There were some caveats regarding the overall quality of the evidence. Trimmed-and-filled results mostly suggested publication bias did not affect findings, but the insulin finding may be overstated and some of the lipid findings understated. Inferences were sometimes made from a very small number of studies (especially regarding biomarkers of glucose and lipid metabolism), which is especially concerning with the findings varying so much between studies. The paucity of ‘low’ RoB studies is a limitation, though importantly most studies had an ‘unclear’ rather than a ‘high’ RoB and the meta-regressions did not usually show high RoB equated to the most promising results (if anything, findings showed the opposite).

Conclusions

This systematic review with meta-analyses synthesised the body of work concerning the effectiveness of sedentary behaviour interventions on biomarkers of cardiometabolic risk, specifically: body anthropometry; blood pressure and related haemodynamics; glucose metabolism; lipid metabolism and inflammation.

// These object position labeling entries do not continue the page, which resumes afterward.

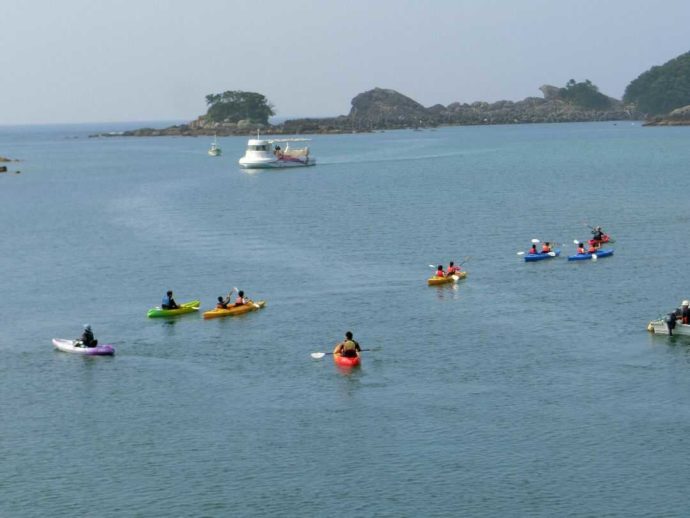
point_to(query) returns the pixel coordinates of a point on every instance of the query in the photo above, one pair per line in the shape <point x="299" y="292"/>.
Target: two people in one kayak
<point x="86" y="339"/>
<point x="348" y="348"/>
<point x="452" y="270"/>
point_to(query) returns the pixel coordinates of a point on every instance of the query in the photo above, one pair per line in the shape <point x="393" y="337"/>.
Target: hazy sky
<point x="136" y="60"/>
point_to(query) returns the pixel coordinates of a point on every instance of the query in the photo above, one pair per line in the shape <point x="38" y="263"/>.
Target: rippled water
<point x="530" y="389"/>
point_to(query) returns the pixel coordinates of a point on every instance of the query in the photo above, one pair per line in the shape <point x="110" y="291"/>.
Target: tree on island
<point x="236" y="105"/>
<point x="661" y="89"/>
<point x="584" y="94"/>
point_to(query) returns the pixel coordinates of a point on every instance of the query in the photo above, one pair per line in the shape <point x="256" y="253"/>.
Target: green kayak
<point x="187" y="307"/>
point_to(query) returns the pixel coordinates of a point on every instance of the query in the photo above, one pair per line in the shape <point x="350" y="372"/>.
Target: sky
<point x="72" y="61"/>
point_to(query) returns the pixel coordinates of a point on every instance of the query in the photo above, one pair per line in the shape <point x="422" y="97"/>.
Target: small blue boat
<point x="584" y="257"/>
<point x="541" y="256"/>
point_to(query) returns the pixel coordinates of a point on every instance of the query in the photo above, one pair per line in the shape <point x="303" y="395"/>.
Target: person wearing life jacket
<point x="223" y="302"/>
<point x="87" y="339"/>
<point x="240" y="300"/>
<point x="348" y="348"/>
<point x="168" y="302"/>
<point x="452" y="269"/>
<point x="683" y="312"/>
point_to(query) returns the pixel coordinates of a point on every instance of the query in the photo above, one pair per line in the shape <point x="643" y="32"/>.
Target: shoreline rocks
<point x="385" y="109"/>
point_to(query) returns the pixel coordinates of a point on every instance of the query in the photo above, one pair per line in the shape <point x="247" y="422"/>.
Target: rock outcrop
<point x="678" y="117"/>
<point x="382" y="109"/>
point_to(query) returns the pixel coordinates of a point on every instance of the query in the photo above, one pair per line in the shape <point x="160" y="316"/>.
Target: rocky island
<point x="384" y="109"/>
<point x="660" y="95"/>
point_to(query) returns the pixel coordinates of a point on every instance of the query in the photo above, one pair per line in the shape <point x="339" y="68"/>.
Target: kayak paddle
<point x="318" y="356"/>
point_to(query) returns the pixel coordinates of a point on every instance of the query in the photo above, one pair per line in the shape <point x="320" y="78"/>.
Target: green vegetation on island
<point x="661" y="89"/>
<point x="235" y="105"/>
<point x="585" y="95"/>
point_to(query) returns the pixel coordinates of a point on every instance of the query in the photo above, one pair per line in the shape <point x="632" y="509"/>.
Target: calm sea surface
<point x="530" y="389"/>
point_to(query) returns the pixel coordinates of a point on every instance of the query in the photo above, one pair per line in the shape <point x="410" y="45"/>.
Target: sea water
<point x="528" y="389"/>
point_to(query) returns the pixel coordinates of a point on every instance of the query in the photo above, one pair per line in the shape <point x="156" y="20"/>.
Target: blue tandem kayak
<point x="541" y="256"/>
<point x="584" y="257"/>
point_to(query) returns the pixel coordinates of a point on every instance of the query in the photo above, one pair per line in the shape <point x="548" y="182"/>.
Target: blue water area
<point x="527" y="389"/>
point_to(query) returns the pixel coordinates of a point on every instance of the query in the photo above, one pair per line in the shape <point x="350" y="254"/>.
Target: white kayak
<point x="660" y="327"/>
<point x="75" y="347"/>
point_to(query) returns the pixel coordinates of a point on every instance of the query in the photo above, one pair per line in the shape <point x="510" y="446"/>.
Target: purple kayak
<point x="69" y="346"/>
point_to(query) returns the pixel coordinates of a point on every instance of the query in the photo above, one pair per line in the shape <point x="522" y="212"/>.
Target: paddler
<point x="452" y="269"/>
<point x="87" y="339"/>
<point x="240" y="300"/>
<point x="223" y="302"/>
<point x="683" y="312"/>
<point x="168" y="302"/>
<point x="348" y="348"/>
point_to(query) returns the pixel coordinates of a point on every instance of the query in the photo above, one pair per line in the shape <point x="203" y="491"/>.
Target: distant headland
<point x="660" y="95"/>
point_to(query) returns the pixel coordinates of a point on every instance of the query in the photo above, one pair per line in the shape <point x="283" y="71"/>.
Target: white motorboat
<point x="268" y="153"/>
<point x="214" y="150"/>
<point x="660" y="327"/>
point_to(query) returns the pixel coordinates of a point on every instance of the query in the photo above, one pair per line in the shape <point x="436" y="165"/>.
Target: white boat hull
<point x="275" y="163"/>
<point x="659" y="327"/>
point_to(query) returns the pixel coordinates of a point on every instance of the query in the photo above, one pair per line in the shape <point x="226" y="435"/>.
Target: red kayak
<point x="346" y="361"/>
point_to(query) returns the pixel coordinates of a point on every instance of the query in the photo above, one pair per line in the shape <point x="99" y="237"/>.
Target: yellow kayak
<point x="437" y="281"/>
<point x="232" y="311"/>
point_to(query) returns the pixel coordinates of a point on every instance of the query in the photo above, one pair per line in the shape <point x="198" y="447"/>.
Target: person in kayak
<point x="240" y="300"/>
<point x="223" y="302"/>
<point x="87" y="339"/>
<point x="168" y="302"/>
<point x="598" y="234"/>
<point x="348" y="348"/>
<point x="452" y="269"/>
<point x="683" y="312"/>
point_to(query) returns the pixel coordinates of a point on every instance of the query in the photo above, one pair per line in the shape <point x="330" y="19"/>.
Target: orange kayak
<point x="232" y="311"/>
<point x="437" y="281"/>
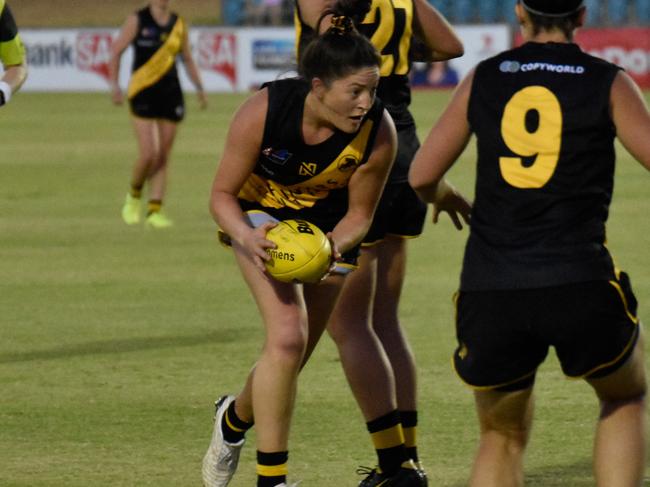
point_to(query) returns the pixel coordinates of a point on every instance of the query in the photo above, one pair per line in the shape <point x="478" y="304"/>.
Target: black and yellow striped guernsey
<point x="545" y="143"/>
<point x="295" y="180"/>
<point x="155" y="49"/>
<point x="12" y="51"/>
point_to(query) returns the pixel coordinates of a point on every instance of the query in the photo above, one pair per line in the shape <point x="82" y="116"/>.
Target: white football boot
<point x="221" y="459"/>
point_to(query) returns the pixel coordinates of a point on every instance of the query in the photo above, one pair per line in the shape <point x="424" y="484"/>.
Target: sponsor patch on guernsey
<point x="516" y="66"/>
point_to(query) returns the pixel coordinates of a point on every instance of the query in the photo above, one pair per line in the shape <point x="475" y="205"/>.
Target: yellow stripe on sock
<point x="154" y="207"/>
<point x="272" y="470"/>
<point x="388" y="438"/>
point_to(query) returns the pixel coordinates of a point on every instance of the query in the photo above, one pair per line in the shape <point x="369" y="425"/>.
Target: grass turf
<point x="115" y="341"/>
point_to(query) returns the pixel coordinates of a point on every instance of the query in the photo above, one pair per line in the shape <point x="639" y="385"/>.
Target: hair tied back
<point x="341" y="25"/>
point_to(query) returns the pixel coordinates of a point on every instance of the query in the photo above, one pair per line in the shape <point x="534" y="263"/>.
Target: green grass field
<point x="115" y="341"/>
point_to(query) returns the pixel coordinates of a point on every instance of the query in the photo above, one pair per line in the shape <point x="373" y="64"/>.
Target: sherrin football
<point x="303" y="252"/>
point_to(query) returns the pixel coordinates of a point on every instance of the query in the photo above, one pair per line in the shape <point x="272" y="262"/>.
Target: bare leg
<point x="391" y="270"/>
<point x="320" y="300"/>
<point x="620" y="443"/>
<point x="505" y="419"/>
<point x="158" y="172"/>
<point x="363" y="358"/>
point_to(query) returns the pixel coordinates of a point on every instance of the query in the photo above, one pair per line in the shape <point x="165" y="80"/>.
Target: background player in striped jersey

Consistent with evidence from prior observational research and acute laboratory-based experiments (<7 days) linking sedentary behaviour with cardiometabolic health,^{8 11 12} the evidence from ≥7 days interventions in free-living conditions showed small improvements in some cardiometabolic biomarkers. These biomarker improvements definitively occurred in response to interventions targeting sedentary behaviour (alone or alongside physical activity), but how they occurred in response to sedentary reductions and increases in various forms of physical activity remains unclear. Our review indicated that studies in clinical populations, ethnicities other than Caucasian or ‘white’ in predominantly Western countries, and evaluation of biomarkers of inflammation and postprandial metabolism are key areas for future research.

What is already known.

• Recent reviews have demonstrated sedentary-reduction interventions are effective at modifying behaviour (reducing sitting).

• Observational and experimental research (mostly acute laboratory-based work) links both high volumes and prolonged periods of sedentary behaviour (sitting) with adverse health outcomes.

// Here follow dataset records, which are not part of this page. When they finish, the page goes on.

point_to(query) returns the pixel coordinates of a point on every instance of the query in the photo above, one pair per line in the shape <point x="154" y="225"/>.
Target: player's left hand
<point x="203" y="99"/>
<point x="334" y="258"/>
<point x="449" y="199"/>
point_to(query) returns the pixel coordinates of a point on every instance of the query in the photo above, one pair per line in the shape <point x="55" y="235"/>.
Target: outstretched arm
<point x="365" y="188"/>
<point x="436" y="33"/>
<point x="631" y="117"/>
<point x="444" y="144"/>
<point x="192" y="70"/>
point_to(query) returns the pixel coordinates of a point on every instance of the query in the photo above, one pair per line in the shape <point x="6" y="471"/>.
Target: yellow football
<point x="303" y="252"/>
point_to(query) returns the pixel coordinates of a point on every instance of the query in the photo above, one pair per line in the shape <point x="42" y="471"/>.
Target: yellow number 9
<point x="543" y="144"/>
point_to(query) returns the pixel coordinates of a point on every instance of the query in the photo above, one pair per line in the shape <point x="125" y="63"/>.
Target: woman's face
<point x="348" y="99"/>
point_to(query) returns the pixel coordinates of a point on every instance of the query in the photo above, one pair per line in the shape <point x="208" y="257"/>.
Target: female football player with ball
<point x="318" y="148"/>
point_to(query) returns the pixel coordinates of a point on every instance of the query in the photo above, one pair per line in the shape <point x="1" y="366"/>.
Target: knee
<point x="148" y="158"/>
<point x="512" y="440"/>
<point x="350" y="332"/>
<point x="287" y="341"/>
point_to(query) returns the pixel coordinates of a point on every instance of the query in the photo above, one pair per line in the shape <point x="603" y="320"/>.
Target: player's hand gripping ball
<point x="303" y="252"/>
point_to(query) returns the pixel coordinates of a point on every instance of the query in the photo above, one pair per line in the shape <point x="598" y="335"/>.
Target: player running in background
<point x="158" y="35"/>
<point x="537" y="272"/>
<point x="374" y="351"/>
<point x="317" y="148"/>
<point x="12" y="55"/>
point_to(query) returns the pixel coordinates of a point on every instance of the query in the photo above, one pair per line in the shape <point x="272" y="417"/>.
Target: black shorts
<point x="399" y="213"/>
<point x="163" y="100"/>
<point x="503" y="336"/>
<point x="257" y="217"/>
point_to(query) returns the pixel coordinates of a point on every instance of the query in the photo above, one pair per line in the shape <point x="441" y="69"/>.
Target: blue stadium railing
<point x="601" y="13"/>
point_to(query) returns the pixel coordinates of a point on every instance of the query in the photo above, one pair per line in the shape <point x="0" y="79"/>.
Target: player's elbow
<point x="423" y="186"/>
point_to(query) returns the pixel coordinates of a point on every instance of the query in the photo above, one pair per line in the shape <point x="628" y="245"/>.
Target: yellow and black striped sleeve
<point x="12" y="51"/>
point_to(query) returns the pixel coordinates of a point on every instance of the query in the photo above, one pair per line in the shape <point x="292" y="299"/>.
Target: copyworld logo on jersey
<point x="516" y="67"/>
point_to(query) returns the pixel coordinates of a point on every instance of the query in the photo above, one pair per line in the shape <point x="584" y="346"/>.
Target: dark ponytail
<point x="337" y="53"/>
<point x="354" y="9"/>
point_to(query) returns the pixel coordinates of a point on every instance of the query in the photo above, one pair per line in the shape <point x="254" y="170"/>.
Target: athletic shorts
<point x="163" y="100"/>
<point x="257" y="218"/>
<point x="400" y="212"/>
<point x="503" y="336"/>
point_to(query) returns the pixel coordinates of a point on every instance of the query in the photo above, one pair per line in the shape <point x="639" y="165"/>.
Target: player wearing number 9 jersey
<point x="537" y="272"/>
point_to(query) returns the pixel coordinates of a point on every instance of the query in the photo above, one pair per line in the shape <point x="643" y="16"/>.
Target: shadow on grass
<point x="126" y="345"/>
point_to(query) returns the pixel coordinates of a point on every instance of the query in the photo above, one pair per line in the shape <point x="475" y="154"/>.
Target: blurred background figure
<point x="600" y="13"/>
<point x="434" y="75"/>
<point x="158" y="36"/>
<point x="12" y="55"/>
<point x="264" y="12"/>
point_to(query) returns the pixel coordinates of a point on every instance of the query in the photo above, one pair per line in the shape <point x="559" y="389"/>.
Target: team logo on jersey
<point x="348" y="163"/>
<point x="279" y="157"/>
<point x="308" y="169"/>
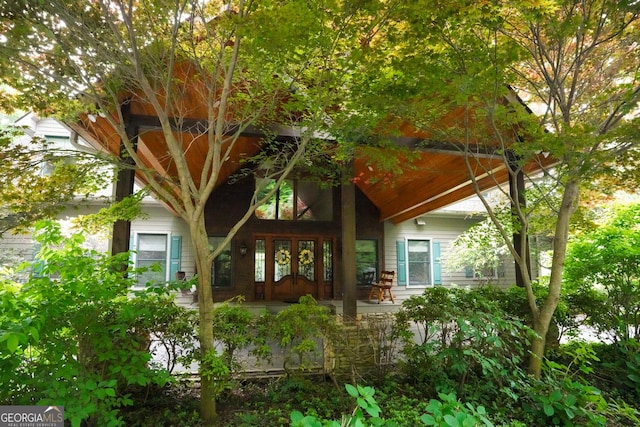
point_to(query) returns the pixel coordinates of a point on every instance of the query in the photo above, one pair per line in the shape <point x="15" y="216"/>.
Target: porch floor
<point x="363" y="306"/>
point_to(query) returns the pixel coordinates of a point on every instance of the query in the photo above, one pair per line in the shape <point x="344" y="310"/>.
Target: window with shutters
<point x="151" y="254"/>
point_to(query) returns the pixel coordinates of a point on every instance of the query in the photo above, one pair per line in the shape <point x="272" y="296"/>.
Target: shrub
<point x="464" y="337"/>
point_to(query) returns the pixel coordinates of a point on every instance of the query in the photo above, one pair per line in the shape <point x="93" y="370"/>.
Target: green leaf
<point x="451" y="421"/>
<point x="374" y="411"/>
<point x="12" y="342"/>
<point x="555" y="396"/>
<point x="428" y="420"/>
<point x="353" y="392"/>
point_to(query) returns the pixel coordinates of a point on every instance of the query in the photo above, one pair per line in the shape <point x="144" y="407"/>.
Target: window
<point x="312" y="203"/>
<point x="260" y="261"/>
<point x="419" y="262"/>
<point x="366" y="261"/>
<point x="221" y="266"/>
<point x="151" y="253"/>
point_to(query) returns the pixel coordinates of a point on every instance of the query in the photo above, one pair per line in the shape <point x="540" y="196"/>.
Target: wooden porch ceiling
<point x="438" y="175"/>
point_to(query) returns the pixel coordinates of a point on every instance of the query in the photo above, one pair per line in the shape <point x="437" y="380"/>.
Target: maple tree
<point x="282" y="63"/>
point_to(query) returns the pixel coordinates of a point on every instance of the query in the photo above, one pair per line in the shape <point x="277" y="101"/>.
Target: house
<point x="156" y="238"/>
<point x="290" y="247"/>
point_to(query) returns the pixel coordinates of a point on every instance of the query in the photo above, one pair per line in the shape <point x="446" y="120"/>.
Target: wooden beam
<point x="124" y="187"/>
<point x="348" y="214"/>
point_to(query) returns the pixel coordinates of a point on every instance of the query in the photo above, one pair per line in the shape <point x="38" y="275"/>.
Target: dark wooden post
<point x="348" y="212"/>
<point x="520" y="240"/>
<point x="124" y="187"/>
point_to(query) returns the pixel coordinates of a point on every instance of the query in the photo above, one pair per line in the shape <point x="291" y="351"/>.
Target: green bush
<point x="467" y="343"/>
<point x="75" y="335"/>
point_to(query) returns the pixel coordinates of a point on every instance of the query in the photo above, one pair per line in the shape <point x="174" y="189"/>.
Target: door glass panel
<point x="221" y="266"/>
<point x="307" y="259"/>
<point x="327" y="260"/>
<point x="282" y="259"/>
<point x="260" y="261"/>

• However, less is known about the nature and extent of health effects with sedentary behaviour interventions over longer periods and under free-living conditions.

What are the new findings.

• This review evaluated the evidence regarding the impact that interventions to reduce sedentary behaviour, alone or in combination with physical activity increases, may have on important indicators of cardiometabolic risk, when intervening for ≥7 days under free-living conditions.

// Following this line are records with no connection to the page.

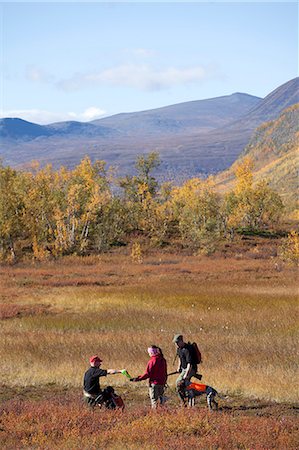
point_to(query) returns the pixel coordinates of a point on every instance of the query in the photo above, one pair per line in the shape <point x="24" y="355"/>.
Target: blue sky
<point x="85" y="60"/>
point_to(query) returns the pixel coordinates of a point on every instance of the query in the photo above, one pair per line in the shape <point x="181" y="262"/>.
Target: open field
<point x="242" y="310"/>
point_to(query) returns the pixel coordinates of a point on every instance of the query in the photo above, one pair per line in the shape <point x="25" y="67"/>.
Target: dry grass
<point x="242" y="312"/>
<point x="26" y="424"/>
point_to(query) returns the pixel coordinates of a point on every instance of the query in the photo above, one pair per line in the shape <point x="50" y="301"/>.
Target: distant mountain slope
<point x="193" y="138"/>
<point x="21" y="129"/>
<point x="195" y="115"/>
<point x="272" y="105"/>
<point x="274" y="151"/>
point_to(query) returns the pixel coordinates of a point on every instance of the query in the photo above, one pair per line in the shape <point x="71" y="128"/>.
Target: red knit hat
<point x="94" y="360"/>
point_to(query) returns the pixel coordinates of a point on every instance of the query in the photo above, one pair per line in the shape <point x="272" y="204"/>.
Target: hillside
<point x="274" y="151"/>
<point x="193" y="138"/>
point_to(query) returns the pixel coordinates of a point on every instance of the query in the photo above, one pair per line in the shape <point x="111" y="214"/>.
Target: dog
<point x="188" y="391"/>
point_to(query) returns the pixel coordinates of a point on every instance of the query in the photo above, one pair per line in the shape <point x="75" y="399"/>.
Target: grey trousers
<point x="182" y="374"/>
<point x="156" y="393"/>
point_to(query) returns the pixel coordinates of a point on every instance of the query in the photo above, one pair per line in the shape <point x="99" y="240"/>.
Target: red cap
<point x="94" y="359"/>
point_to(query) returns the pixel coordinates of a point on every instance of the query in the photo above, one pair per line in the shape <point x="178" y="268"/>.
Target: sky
<point x="87" y="60"/>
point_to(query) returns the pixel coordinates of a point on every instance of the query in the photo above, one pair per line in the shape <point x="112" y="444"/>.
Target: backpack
<point x="195" y="353"/>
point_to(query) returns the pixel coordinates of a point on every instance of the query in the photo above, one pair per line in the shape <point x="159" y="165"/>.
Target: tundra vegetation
<point x="46" y="213"/>
<point x="181" y="259"/>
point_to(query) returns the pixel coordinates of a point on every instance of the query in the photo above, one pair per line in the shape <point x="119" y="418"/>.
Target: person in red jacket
<point x="156" y="373"/>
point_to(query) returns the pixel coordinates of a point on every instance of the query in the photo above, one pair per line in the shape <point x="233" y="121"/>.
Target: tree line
<point x="48" y="213"/>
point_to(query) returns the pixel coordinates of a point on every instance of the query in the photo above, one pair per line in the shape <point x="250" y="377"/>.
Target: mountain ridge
<point x="194" y="138"/>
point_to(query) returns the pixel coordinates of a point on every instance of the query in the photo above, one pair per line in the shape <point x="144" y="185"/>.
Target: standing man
<point x="187" y="363"/>
<point x="156" y="373"/>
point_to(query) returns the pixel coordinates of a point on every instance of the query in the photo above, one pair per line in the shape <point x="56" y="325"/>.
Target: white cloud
<point x="37" y="75"/>
<point x="141" y="52"/>
<point x="43" y="117"/>
<point x="140" y="76"/>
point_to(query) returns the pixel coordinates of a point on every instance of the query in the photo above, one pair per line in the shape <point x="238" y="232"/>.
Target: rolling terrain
<point x="274" y="151"/>
<point x="193" y="138"/>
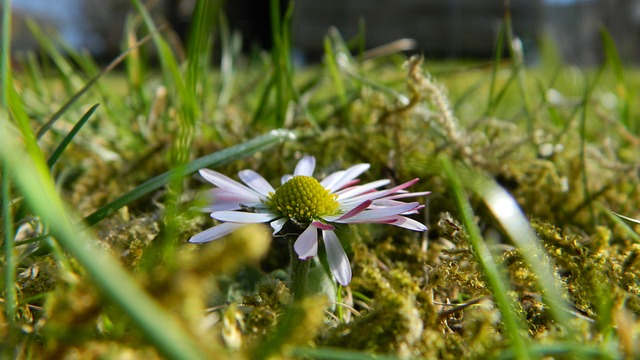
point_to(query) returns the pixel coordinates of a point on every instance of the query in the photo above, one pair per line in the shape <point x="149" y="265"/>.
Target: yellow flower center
<point x="303" y="199"/>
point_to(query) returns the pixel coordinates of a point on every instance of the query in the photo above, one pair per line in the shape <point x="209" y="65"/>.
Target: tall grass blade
<point x="77" y="95"/>
<point x="67" y="139"/>
<point x="494" y="275"/>
<point x="507" y="212"/>
<point x="9" y="268"/>
<point x="623" y="91"/>
<point x="32" y="178"/>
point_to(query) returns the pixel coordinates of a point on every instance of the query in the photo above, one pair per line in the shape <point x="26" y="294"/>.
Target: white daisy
<point x="314" y="206"/>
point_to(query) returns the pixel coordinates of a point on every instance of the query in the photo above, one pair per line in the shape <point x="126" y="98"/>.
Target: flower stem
<point x="299" y="271"/>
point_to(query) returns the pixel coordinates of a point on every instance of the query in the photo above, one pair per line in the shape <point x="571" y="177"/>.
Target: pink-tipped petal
<point x="305" y="166"/>
<point x="256" y="182"/>
<point x="243" y="217"/>
<point x="380" y="213"/>
<point x="227" y="183"/>
<point x="337" y="258"/>
<point x="409" y="223"/>
<point x="380" y="194"/>
<point x="355" y="211"/>
<point x="322" y="226"/>
<point x="215" y="232"/>
<point x="306" y="245"/>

• Available evidence for different outcomes ranged from 6 to 25 controlled trials. On average, these interventions led to modest improvements in selected indicators of body anthropometry, glucose and lipid metabolism, and blood pressure regulation, with no adverse effects observed.

• Potential improvements for future research were noted: more high-quality studies and interventions > 12 months; more population diversity (based on ethnicity, age, and clinical factors); more sensitive biological indicators; and, more studies evaluating vascular function and inflammation.